In early June, I wrote about our corn planting woes and how severely wet our soils were. We were able to plant corn on about 1,000 acres from June 4-8. We had also previously mudded in 1,000 acres during very brief planting windows throughout May. We also reseeded many drowned out acres of alfalfa with perennial ryegrass mixes. Then the fun started. We were able to secure another 2,000 acres of prevent plant acres from neighbors who realized that planting cash crop corn after June 1 was not going to be a winner. We ordered 1,600 acres of dwarf BMR forage sorghum seed, 150 acres of Teff seed and 250 acres of Japanese millet seed.
    Do you ever think when you drive by other people’s fields how nice they look from the road and if only your fields were that nice? Let me tell you a little secret, their fields have problems too. We secured some of the lower, wetter fields because they could not plant them in a timely manner. We also found rocks, gullies and tile washouts just like in our own fields.
    Now it is November, and I can tell you the good, bad and the ugly of how it all turned out. The Japanese millet was a winner. It was easy to seed, fertilize and weed, and control costs were minimal. In 60 days, we had 5-6 tons per acre of 65% moisture grass silage that tested 14% protein. This along with a few pounds of ground corn almost makes a perfect heifer ration. We planted it around July 1 and thought we might even get a second crop off it, but it did not regrow much after Sept. 1. If I ever get soybeans hailed off in early summer, Japanese millet would be my first option to plant on those acres.
    The Teff grass was slow to germinate and grew slowly at first. The seed was high priced, and a little hard to get. We chopped most of it with the millet, but it only yielded about 2-3 tons per acre. We did round bale some and even made a few small square bales. The dry hay smelled great, and it did test in the high teens in protein. It might have a place for horse or calf hay. My grandsons are thinking about more small square bales next year so they can make some cash.
    The verdict on the forage sorghum is still out. As of now we have chopped about 1,000 acres with it averaging about 10 tons per acre. We have finished two piles of it at two of our heifer grower farms. The feed absolutely smells delicious and is running about 65% moisture even after the many hard freezes we have already had. We are working on our last pile at the dairy, and our nutritionist wants to use it for several purposes. He wants to replace some straw and corn silage in the dry cow ration and thinks it will save 20-30 cents per cow per day. He also wants to put some in the milk cow ration to replace some purchased wet gluten, hoping to save 15 cents per cow per day. Supposedly there is high sugar content in the forage sorghum that makes it a special kind of feed. So far the early samples are running 10%-11% protein. We figure we have $25 per ton in hard costs in the forage sorghum. This would include seed, fertilizer, weed control, land compensation, chopping, hauling and packing. That would be about $10-$15 less than one ton of corn silage. The feed is not as valuable as corn silage, but we do not know for sure how much less valuable. We do know it is feed.
    The ugly part of all this is the extra work everyone has done to accomplish all this. I have employees secretly texting me if they can join me on the combine crew instead of getting their trucks drug through the mud all day on the silage crew. Fortunately, Joe bought a Safety Pull setup for all the trucks this year, and it gets used all too frequently.

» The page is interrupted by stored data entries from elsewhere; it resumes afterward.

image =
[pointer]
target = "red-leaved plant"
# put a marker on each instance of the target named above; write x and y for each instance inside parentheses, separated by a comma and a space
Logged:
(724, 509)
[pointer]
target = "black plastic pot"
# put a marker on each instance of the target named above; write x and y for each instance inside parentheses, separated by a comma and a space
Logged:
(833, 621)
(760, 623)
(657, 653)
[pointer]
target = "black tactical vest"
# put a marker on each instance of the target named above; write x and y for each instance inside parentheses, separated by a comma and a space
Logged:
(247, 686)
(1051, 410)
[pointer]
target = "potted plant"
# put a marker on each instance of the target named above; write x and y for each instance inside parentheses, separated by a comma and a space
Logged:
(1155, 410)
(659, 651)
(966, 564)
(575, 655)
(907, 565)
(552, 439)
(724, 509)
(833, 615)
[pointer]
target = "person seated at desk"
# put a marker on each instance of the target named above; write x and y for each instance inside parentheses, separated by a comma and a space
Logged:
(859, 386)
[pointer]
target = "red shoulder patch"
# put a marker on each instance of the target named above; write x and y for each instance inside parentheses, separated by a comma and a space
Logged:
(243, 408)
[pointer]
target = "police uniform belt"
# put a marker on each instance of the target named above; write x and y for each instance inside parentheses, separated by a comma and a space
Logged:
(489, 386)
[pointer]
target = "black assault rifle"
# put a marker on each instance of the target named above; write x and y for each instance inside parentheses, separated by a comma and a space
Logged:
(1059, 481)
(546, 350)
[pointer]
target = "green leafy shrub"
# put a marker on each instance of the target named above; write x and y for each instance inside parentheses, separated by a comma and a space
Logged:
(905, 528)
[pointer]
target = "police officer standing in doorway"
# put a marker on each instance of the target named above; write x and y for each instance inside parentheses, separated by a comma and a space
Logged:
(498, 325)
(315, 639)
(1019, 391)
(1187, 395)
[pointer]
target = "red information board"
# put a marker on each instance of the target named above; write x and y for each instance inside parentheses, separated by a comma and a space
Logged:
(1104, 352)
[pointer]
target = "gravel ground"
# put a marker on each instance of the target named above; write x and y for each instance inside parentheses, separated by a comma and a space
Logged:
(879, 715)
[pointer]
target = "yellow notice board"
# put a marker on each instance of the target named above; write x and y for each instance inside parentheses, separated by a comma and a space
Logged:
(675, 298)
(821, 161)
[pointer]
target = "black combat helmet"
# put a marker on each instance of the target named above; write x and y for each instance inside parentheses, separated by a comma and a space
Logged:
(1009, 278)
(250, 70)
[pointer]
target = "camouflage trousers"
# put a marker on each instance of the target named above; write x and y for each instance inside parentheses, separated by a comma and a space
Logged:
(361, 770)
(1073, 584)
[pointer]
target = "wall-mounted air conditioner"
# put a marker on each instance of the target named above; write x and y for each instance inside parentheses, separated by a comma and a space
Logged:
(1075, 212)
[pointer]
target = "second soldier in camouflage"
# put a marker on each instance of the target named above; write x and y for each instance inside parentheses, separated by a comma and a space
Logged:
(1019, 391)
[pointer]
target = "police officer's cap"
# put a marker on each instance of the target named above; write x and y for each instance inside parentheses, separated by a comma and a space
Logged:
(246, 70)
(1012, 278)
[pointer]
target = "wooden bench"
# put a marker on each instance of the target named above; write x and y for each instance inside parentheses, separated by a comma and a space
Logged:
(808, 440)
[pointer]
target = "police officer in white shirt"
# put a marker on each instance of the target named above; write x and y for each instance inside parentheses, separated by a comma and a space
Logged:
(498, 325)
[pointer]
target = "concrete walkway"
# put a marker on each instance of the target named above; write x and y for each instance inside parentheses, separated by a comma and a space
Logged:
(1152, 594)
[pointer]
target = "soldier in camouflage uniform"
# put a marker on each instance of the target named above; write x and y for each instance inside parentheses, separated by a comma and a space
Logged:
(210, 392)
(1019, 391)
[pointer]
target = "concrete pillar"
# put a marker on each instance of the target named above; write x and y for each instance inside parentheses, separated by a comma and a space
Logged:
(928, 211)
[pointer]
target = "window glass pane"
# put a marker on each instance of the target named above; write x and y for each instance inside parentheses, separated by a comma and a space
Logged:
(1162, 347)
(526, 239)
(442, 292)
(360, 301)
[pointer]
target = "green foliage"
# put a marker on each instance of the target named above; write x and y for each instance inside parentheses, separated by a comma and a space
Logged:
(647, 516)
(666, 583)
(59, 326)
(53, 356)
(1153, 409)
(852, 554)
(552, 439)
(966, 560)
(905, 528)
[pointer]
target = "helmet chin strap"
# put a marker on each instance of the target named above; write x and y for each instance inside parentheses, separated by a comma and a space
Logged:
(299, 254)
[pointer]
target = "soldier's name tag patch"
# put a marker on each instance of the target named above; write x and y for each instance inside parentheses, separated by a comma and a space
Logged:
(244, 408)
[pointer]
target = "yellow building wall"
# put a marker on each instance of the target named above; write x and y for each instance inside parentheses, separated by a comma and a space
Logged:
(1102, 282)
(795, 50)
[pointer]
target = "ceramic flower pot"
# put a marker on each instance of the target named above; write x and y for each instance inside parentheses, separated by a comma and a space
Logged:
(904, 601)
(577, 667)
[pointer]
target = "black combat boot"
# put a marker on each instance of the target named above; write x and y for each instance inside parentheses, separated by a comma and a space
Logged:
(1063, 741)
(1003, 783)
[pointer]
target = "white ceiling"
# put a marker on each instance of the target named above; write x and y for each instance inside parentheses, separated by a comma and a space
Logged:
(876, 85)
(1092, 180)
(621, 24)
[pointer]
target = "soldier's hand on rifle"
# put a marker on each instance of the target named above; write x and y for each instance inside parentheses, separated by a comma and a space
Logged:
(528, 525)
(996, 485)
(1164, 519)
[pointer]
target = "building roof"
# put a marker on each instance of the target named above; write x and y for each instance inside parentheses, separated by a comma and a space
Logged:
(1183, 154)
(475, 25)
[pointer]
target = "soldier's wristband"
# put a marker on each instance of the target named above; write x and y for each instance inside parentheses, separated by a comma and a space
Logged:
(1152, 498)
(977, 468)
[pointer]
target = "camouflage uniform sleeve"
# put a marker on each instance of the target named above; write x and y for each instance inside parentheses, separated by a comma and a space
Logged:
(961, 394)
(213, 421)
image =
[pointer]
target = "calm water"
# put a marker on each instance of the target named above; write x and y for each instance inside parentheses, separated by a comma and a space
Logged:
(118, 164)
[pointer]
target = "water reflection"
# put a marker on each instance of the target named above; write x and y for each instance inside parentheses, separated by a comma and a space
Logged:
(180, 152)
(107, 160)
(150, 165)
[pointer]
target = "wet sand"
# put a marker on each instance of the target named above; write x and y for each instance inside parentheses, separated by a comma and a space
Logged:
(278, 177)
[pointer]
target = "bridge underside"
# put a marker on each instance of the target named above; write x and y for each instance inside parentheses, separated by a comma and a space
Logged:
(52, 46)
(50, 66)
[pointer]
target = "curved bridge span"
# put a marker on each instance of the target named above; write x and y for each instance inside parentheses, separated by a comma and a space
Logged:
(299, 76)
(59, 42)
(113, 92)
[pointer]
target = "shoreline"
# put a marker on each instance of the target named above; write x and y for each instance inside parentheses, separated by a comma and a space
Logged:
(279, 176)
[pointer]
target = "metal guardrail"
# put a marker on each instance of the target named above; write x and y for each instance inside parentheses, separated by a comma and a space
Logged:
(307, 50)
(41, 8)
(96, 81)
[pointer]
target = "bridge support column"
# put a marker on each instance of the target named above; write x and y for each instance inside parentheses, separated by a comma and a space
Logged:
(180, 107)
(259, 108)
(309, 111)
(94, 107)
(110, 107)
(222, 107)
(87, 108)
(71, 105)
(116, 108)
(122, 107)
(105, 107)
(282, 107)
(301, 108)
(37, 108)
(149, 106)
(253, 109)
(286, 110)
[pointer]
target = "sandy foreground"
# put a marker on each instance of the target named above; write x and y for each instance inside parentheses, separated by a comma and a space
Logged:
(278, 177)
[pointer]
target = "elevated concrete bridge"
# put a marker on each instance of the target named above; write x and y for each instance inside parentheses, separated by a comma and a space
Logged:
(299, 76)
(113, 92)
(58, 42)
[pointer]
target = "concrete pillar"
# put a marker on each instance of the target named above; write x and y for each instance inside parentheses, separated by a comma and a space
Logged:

    My favorite Peterbilt has a bad starter, a broken hydraulic pump, uses two gallons of engine oil daily and is probably carrying an extra ton of mud on it.
    Seriously, the employees have been great as have been all the neighbors who worked with us through this challenging year. I hope we never have to do it again. I think all of us would have gone crazy were it not for daughter-in-law Rita bringing out delicious meals to the field every noon and night for over a month.